Pernah suatu ketika, “Aryn!” Rizal memanggilku. Aku menoleh tanpa menjawab. Itu terjadi di kantin ketika aku membeli jajan yang aku sudah lupa namanya, yang pasti bukan tempe goreng.

“Mau jagung bakar?” tawarnya.

“Tentu!” aku sumringah.

“Ibuku dapat arisan, jadi kau kutraktir. Jangan risau!” begitu katanya.

Aku tertawa, kemudian mengacungkan jempol. “Makasih.”dia mengangguk dan aku pergi bersama jagung bakar yang dia beri, lalu memakannya bersama kawan lain di kelas.

Dan, ketua kelasku, Bayu Sujatmiko, dia itu yang paling nakal di kelas. Akan kupanggil Bayu saja supaya kamu mengerti dengan benar bagaimana ceritaku mengenai kenakalannya. Dia itu, satu-satunya murid yang membuat Bu Umi, guru Bahasa Inggris kami menangis di kelas. Ah. Aku tidak habis pikir ketika itu.

“Bayu! Hentikan!” Bu Umi bertutur. Semua murid di kelas menjadi diam.

Karena aku duduk di belakang, aku menjadi penasaran atas apa yang dia lakukan di bangkunya hingga membuat Bu Umi marah. “Bayu!!!” Bu Umi bertutur lagi.

Ternyata Bayu memang tidak bisa diatur. Setelah aku celingukan hari itu, ternyata Bu Umi kuwalahan mengatur Bayu karena ketika pelajaran berlangsung, dia bermain yoyo. Demam yoyo dia. Aku menjadi berpikir mengapa dia bisa menjadi ketua kelas. Mungkin itu lebih dikarenakan saat itu belum kenal satu sama lain, jadi dapat dengan mudah mengarang nama untuk ditunjuk menjadi ketua. Tetapi kelak, aku mendapat kabar bahwa dia telah menjadi seorang TNI.

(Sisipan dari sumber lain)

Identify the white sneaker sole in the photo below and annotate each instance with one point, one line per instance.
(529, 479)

Kemudian mengenai Pi’anan dan yang lain, biar kamu tahu lebih lanjut pada hari-hariku selanjutnya.

Kira-kira sekitar pukul 12.30 siang, bubar dari sholat dan makan di kantin, aku dan Rini berjalan kembali ke kelas. Aku ingat hari itu aku masih kelas 10 dan tentu bersikap malu-malu pada senior, terutama pacarku adalah satu sekolah denganku dan dia kakak kelas.

“Ryn!”

“Apa?” kutanya Rini yang memanggilku.

“Ada yang ribut!”

“Mana?” aku mengikuti pandangannya, ikut sadar bahwa siswa-siswi lain berlarian mengerumuni lapangan olahraga yang juga sekaligus sebagai lapangan upacara.

“Ikut samperin?” kutanya Rini. Dia mengangguk, lalu kami bergegas menuju kerumunan.

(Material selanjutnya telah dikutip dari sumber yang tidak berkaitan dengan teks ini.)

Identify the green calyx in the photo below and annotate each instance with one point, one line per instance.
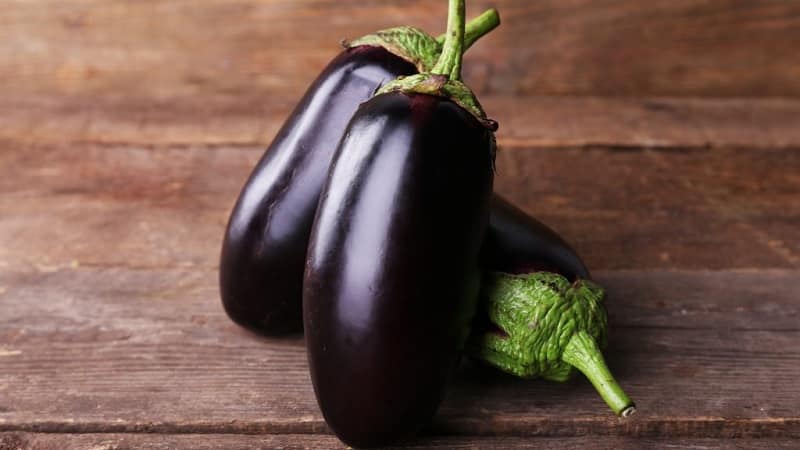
(548, 327)
(444, 78)
(420, 48)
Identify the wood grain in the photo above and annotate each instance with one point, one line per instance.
(52, 441)
(93, 351)
(137, 207)
(610, 47)
(525, 122)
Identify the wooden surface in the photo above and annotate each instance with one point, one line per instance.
(127, 129)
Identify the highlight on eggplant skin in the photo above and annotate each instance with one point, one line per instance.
(393, 274)
(264, 249)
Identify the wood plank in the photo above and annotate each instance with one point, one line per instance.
(51, 441)
(525, 122)
(135, 207)
(93, 351)
(686, 47)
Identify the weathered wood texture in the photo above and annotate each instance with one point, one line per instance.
(54, 441)
(90, 350)
(525, 122)
(135, 207)
(127, 129)
(610, 47)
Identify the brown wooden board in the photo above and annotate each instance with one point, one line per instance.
(117, 350)
(55, 441)
(686, 47)
(138, 207)
(252, 119)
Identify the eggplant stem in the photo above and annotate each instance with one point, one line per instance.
(449, 62)
(477, 27)
(583, 353)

Bila ingat hari itu, sejujurnya aku kecewa tetapi tidak menyesal. Karena nyatanya, yang menjadi kerumunan siang itu bukan perkelahian, melainkan ulah seorang anak cowok seangkatanku yang dengan sengaja memandikan motor salah seorang guru dengan lumpur basah dari selokan sekolah.

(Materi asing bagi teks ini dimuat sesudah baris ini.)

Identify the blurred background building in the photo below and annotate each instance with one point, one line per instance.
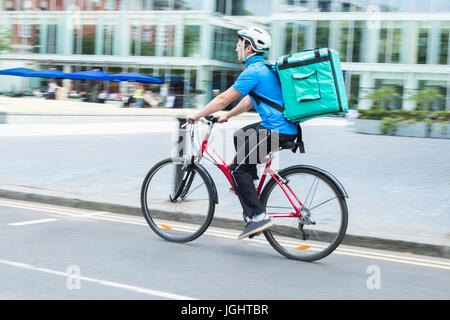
(396, 48)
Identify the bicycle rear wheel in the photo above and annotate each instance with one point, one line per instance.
(177, 201)
(322, 222)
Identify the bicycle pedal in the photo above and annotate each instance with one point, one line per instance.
(254, 235)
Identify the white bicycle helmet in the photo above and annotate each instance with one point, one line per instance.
(259, 38)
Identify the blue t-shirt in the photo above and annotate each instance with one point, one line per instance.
(258, 78)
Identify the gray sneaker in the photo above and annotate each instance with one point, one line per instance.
(254, 227)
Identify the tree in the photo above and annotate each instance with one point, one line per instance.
(425, 98)
(5, 38)
(382, 97)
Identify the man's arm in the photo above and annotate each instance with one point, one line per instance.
(217, 104)
(244, 105)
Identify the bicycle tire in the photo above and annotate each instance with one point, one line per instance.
(265, 195)
(151, 215)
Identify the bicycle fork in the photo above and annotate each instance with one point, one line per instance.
(183, 185)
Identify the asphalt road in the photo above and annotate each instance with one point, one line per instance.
(49, 252)
(398, 186)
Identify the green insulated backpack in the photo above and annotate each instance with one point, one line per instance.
(312, 84)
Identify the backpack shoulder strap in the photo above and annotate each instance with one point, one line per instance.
(258, 100)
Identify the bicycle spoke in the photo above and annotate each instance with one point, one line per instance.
(193, 190)
(320, 204)
(323, 221)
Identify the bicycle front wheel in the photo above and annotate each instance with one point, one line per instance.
(319, 227)
(177, 201)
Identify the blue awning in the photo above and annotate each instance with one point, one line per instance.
(174, 79)
(132, 76)
(89, 75)
(52, 73)
(21, 72)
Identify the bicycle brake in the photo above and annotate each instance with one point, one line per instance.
(254, 235)
(305, 234)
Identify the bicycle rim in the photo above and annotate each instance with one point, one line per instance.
(322, 222)
(177, 203)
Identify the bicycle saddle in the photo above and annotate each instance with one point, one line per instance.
(288, 145)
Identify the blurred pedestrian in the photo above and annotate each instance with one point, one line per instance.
(102, 97)
(51, 90)
(138, 95)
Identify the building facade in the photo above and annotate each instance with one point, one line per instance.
(382, 43)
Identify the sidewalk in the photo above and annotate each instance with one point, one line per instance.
(398, 187)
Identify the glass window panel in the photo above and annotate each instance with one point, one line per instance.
(443, 50)
(322, 34)
(191, 43)
(143, 40)
(382, 45)
(357, 38)
(88, 39)
(108, 39)
(396, 44)
(295, 38)
(422, 46)
(169, 41)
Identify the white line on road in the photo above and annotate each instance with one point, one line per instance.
(24, 223)
(341, 250)
(149, 292)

Gila, pikirku. Berani-beraninya.

“Sekarang, maumu apa?!!” Pak Zaenal marah. Iya, motor itu miliknya. Dan dia jugalah Ayah dari pacarku, Irawan, serta menjabat sebagai guru agama Islam di sekolahku.
Aku masih belum memutuskannya semenjak Ayahku menuturkan. Itu adalah keputusan yang sulit. Jika kamu berpikir itu mudah, maka itu urusanmu. Aku tidak ingin dengar.

Anak cowok itu menunduk. “Siapa dia?” kutanya Rini.

“Diksa!” yang menjawab malah anak lain yang bukan Rini, pokoknya bukan Rini, tapi aku lupa namanya dan dia ada di gerombolan juga siang itu.

“Ah, asing.”ujarku.

“Keturunan Jepun dia itu,” lanjutnya. Aku keheranan.

“Jepun apa China?” kutanya lagi karena ragu. Maksudku, anak cowok itu tidak seperti orang Jepang. Matanya sipit seperti orang China.

“Ah. Mana ya?” dia bingung sendiri. Aku terkekeh. “Yang pasti bukan Belanda saja lah.” lanjutnya membuatku geleng-geleng sambil menertawakan.

“China dia itu!” Rini tiba-tiba menyambar. Sontak aku menyipitkan mata seolah menyelidik. Aku pikir Rini mengada-ngada.

“Kamu tahu, Rin?” kutanya dia, kemudian yang ada jawabnya hanya tawa.

“Kalau mengarang mending di kertas ya, Rin! Biar faedah!”